Model the Good

The sun was shining and the vibes were high on Friday after work. I pulled into a local gas station which also serves as a convenience store and ice cream shop. A woman ordered an ice cream and upon making it for her and handing it across the counter, the young lady who scooped the ice cream asked another cashier to ring her out while she took care of me on another register.

What ensued next was unexpected and jarring.

In a loud, accusatory tone, the customer holding her ice cream said to the young lady who had just made it for her and switched registers, “WHAT DID YOU JUST SAY?”

The young employee replied, “I SAID HE COULD RING YOU OUT. WHY ARE YOU GETTING AN ATTITUDE OVER SOME ICE CREAM?”

The yelling from both individuals escalated into insults about each other’s appearances, their families, threats of violence…to the point that another cashier had to hold the young woman working my register back.

I couldn’t decide what to do. My card was in the card reader, but I was waiting for her to push process. Should I take my card out and leave the snacks on the counter? There was a long line of wide eyed people also waiting and watching, wondering what they should do.

Luckily, there was no physical altercation, and I was able to cash out and leave. When I was finally in my car and able to take a deep breath, it dawned on me that thankfully there were no children in the store. But there could have been. That thought left me feeling concerned.

Last week, I led a student round table where I invited a group of 8 students to talk to me about their school experience. It was a powerful, deeply insightful conversation that I’m carrying with me as we consider what we want to nurture in the system of school and what to change. One incredibly articulate young man told us that he intends to be a lawyer and then a judge one day. He explained that when he comes to school he’s watching us (the adults) and how we dress, how we carry ourselves, how we respond to people and situations.

Adults are constantly modeling for kids. Good or bad. We are either modeling constructive ways to manage emotions and challenges or unproductive responses.

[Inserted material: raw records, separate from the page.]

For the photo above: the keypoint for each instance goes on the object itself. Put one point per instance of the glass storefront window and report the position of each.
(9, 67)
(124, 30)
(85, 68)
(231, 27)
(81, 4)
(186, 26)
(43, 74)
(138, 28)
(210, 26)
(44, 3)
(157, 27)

We have a beautiful opportunity to make school a kinder, gentler, better world for students than the world outside of school. So our students can experience how that feels and can see what it looks like to have high standards for the way we treat others and ourselves. Seeing this and how adults accomplish this equips students with the skills necessary to move throughout the world outside of school in the same manner. If we do this well inside of school, this is an often overlooked but important way we can the world. Through kinder, gentler, well-equipped kids who become adults who can stand up for what is right in ways that move positive change forward.

Regardless of whether you work in a school, I encourage all of us to see this as our responsibility. To treat the way we post and comment on social media as if it’s the model for young people. To look at our responses to situations as modeling and teaching opportunities. To model what it looks like to admit when we are wrong or struggling, seek appropriate support when we need it, learn, and do better. Not all of us have the same access to support and resources and some of us have sadly experienced intense, unthinkable trauma. No one deserves that.

Often what happens to us in not our fault. Our response, however, is our responsibility.

We must be ridiculously in charge of ourselves and work hard to model the good stuff. Our kids need us and the future depends on it.